I used to think I understood entropy.

I’d imagine a big cluster of balls breaking up into smaller ones.

Entropy was the force, I thought, or at least this tendency, that made bigger things turn into a greater number of smaller things.

This, it turns out, was wrong.

Entropy is not the chaotic force I was imagining. It isn’t about things falling apart or spreading out.

Fixing Misconceptions

Before I could grasp was entropy was, I had to figure out where I had gone astray. These three facts helped me break apart my previous misconceptions and set a better foundation for understanding.

  1. Entropy is often used as shorthand for the second law of thermodynamics. Entropy, as I had imagined it, is actually a colloquial shorthand usage for the second law of thermodynamics (i.e., entropy of an isolated system never decreases). This is NOT the strict definition of entropy itself, but we tend two conflate entropy with the second law since they always are introduced together.

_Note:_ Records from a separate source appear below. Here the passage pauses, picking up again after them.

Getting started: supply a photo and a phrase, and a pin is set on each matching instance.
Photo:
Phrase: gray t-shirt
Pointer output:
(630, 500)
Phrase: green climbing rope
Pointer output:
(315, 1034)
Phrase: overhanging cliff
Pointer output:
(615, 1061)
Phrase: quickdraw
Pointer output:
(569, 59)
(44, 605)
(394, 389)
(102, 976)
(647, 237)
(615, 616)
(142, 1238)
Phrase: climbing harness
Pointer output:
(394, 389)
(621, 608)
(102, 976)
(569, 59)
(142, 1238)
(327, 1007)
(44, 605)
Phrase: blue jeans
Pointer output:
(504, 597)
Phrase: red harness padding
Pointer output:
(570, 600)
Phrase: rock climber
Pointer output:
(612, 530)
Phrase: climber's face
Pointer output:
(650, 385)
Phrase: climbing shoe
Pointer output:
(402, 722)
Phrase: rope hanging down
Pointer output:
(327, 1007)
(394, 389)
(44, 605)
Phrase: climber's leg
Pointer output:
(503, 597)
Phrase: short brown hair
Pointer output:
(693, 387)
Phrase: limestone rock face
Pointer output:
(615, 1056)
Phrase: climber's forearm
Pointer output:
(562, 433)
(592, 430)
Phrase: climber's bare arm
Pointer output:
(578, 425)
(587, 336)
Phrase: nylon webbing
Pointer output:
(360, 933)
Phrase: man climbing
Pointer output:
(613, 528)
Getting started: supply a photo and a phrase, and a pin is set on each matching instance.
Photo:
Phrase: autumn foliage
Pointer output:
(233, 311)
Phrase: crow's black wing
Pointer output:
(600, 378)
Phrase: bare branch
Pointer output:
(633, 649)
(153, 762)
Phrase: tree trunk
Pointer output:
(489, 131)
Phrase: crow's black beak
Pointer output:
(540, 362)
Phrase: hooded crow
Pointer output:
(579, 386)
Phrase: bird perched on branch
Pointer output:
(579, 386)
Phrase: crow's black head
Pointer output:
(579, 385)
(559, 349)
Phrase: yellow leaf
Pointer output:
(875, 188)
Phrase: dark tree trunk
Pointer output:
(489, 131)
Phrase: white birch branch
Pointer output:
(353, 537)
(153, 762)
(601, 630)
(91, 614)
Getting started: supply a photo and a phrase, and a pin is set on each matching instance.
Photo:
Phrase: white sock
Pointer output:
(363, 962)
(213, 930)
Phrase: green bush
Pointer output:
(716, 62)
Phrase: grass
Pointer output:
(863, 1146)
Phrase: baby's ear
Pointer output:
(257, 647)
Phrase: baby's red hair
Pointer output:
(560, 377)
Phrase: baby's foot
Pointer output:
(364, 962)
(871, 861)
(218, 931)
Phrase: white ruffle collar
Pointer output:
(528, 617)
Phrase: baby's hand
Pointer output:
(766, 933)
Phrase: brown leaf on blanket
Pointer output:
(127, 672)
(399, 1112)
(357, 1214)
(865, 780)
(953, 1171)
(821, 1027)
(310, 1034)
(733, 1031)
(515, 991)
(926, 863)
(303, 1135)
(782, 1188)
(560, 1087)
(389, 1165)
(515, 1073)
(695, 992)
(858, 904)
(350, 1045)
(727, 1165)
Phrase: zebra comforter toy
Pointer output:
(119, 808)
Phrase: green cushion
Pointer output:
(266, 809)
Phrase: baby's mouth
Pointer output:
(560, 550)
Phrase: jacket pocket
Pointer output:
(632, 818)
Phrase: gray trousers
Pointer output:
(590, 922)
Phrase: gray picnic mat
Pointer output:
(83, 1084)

  2. Entropy is a metric, not a force or tendency. Strictly speaking, entropy is a metric, like length or mass. It’s not a natural force like gravity or even a tendency.

  3. There’s no easy physical analogy. Entropy isn’t a physical property. It measures a statistical likelihood, which means you can’t measure it directly with a tool (unlike length or mass).

So, what actually is entropy?

Here’s a definition:

Entropy is a measure of how many possible arrangements, or microstates, within a system correspond to the same overall condition, or macrostate.

Understanding Entropy using Dice

Take two six-sided dice. Roll them, and let’s say they land on a one each.

The macrostate is the sum: two.

The microstate is the specific combination of the dice: (1,1).

Only one microstate exists for this macrostate—low entropy.

If the dice sum to seven, there are six possible microstates: (1,6), (2,5), (3,4), and so on. That’s higher entropy—more microstates for the same macrostate.

Entropy and Uncertainty

Entropy is a way to quantify uncertainty. If you only know the macrostate (the sum of the dice), a low entropy (like a sum of two) means you can be quite certain about the microstates (the dice must be (1,1)). But with a higher entropy (a sum of seven), there’s more uncertainty about the microstate.

This dice analogy is a vast simplification, of course. Real-world systems have a much higher number of particles, each with many possible states.

The core principle, however, remains: entropy measures the number of ways a system can be arranged without changing its overall appearance.